David is coming to Phoenix in Dec. You should see if he has any openings available to work your dog, even if you have to pay him a bit extra to squeeze you in.


----------



## David Feliciano (Oct 31, 2008)

Chris Michalek said:


> @matt
> 
> David is coming to Phoenix in Dec. You should see if he has any openings available to work your dog, even if you have to pay him a bit extra to squeeze you in.

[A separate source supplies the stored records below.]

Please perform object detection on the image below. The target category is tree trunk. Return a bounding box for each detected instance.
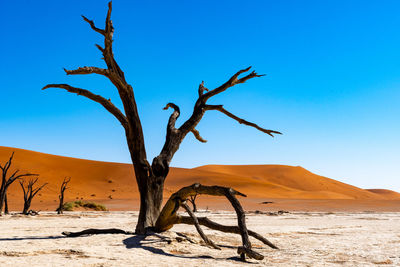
[135,172,165,234]
[0,192,5,216]
[4,193,9,214]
[22,202,31,215]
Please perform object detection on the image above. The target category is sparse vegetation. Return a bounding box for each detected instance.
[63,200,107,211]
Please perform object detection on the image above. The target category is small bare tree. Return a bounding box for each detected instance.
[19,178,47,215]
[4,193,10,215]
[57,177,71,214]
[187,194,197,212]
[0,152,36,216]
[42,2,280,259]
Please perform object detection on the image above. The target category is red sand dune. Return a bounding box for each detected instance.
[0,146,400,213]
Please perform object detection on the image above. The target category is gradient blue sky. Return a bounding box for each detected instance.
[0,0,400,191]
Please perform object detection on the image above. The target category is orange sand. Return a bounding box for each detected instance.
[0,146,400,211]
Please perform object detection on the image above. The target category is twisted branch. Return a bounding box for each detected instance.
[206,105,282,137]
[42,84,128,128]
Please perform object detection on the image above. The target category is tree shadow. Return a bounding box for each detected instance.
[123,233,257,264]
[123,234,215,259]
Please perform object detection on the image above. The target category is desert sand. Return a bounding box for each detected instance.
[0,211,400,267]
[0,147,400,212]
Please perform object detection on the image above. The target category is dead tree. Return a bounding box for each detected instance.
[187,194,197,212]
[4,193,10,215]
[0,152,36,216]
[56,177,71,214]
[19,178,47,215]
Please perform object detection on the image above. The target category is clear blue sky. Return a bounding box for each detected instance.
[0,0,400,191]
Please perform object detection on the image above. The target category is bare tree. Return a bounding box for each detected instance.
[19,178,47,215]
[57,177,71,214]
[43,2,280,237]
[0,152,36,216]
[187,194,198,212]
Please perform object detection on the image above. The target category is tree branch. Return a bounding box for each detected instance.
[42,84,128,128]
[191,129,207,143]
[64,66,110,78]
[181,201,221,249]
[177,216,279,249]
[206,105,282,137]
[199,81,209,97]
[202,66,265,101]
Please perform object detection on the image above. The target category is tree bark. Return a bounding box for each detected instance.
[0,152,36,216]
[42,2,280,234]
[4,193,10,214]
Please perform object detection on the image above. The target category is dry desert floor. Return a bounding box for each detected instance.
[0,211,400,267]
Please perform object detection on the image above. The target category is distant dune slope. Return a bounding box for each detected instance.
[0,146,400,211]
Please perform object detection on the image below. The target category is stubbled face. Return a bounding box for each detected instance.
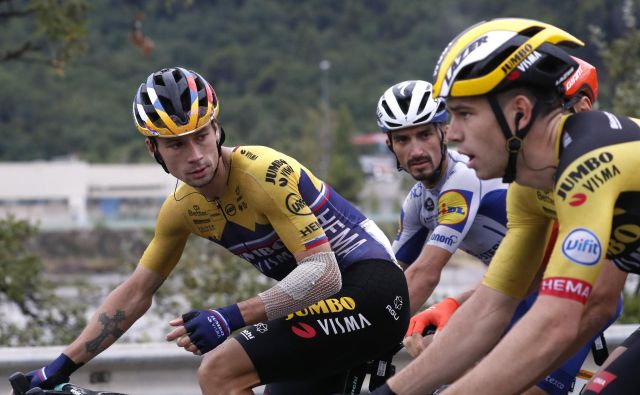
[389,124,444,181]
[148,123,219,188]
[447,96,509,180]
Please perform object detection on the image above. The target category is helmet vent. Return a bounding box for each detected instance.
[398,96,411,114]
[417,92,431,114]
[520,26,543,37]
[158,96,182,120]
[413,113,431,124]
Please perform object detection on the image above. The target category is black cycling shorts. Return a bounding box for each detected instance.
[235,260,409,394]
[582,329,640,395]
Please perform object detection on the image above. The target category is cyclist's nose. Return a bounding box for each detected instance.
[186,140,204,162]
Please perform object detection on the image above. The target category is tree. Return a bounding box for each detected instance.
[327,106,364,202]
[0,0,89,72]
[592,0,640,117]
[0,217,86,346]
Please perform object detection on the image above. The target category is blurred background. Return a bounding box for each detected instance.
[0,0,640,392]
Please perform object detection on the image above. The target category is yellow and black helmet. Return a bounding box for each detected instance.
[433,18,584,98]
[133,67,220,137]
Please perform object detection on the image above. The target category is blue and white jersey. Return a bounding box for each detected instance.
[393,150,507,265]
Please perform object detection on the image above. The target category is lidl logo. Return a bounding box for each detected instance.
[562,228,602,266]
[438,190,471,225]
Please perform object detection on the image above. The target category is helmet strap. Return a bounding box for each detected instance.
[427,124,447,184]
[148,137,170,174]
[487,94,540,183]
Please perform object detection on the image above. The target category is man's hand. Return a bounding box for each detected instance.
[402,298,458,358]
[25,354,82,389]
[166,304,245,355]
[405,298,459,337]
[402,333,434,358]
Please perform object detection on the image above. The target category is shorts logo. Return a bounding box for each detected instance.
[291,322,316,339]
[318,313,371,336]
[393,296,403,310]
[585,370,618,394]
[562,228,602,266]
[287,296,356,321]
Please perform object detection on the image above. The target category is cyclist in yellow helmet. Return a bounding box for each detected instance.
[20,67,409,395]
[375,18,640,394]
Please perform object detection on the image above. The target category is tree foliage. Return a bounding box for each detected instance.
[0,217,85,346]
[0,0,89,73]
[0,0,637,171]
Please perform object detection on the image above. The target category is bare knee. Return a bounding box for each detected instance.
[198,339,260,395]
[198,350,234,394]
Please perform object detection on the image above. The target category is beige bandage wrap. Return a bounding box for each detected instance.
[258,252,342,320]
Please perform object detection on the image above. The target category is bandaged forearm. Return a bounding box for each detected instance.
[258,252,342,320]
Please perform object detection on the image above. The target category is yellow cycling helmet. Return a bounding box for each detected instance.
[433,18,584,97]
[133,67,220,137]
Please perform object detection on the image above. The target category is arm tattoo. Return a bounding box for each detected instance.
[85,310,125,354]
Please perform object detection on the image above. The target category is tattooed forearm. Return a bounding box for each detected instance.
[85,310,125,354]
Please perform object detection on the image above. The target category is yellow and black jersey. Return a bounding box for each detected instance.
[141,146,395,280]
[483,111,640,303]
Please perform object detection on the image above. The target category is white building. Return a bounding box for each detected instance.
[0,160,176,229]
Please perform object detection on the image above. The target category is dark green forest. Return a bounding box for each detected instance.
[0,0,638,166]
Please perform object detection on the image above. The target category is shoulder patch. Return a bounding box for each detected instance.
[562,228,602,266]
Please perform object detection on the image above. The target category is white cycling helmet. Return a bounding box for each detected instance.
[376,80,448,133]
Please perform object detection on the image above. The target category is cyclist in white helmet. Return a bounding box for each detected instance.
[377,77,619,395]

Just for Matt I'll bring a big plastic jug with some rocks in it and my bite suit


----------



## Thomas Barriano (Mar 27, 2006)

Chris Michalek said:


> @matt
> 
> David is coming to Phoenix in Dec. You should see if he has any openings available to work your dog, even if you have to pay him a bit extra to squeeze you in.


Chris,

How many gerbils would it cost to work my Dobermann Flannchadh? :-0


----------



## Chris Michalek (Feb 13, 2008)

Thomas Barriano said:


> Chris,
> 
> How many gerbils would it cost to work my Dobermann Flannchadh? :-0



there's a waiting line for the gerbil hole. We'll let you know when one falls out.


----------



## Joby Becker (Dec 13, 2009)

Chris Michalek said:


> there's a waiting line for the gerbil hole. We'll let you know when one falls out.


that was FUNNY


----------



## Sarah ten Bensel (Mar 16, 2008)

No comment on the quality of the work, but as a Minnesotan, I appreciated the Vikings jersey Chris hope next time you come up north to hang out, you'll bring a dog or two and join us at MVSV like ya did last year. 
I really liked the decoy BTW; nice work and makes me appreciate the subtleties you decoys have to know when training each dog. Thanks


----------



## Shane Woodlief (Sep 9, 2009)

I tried to watch but every time I just bust out laughing! A working dog video named "Back Alley" with with some kind of porn music playing in the back ground. Too freaking funny!


----------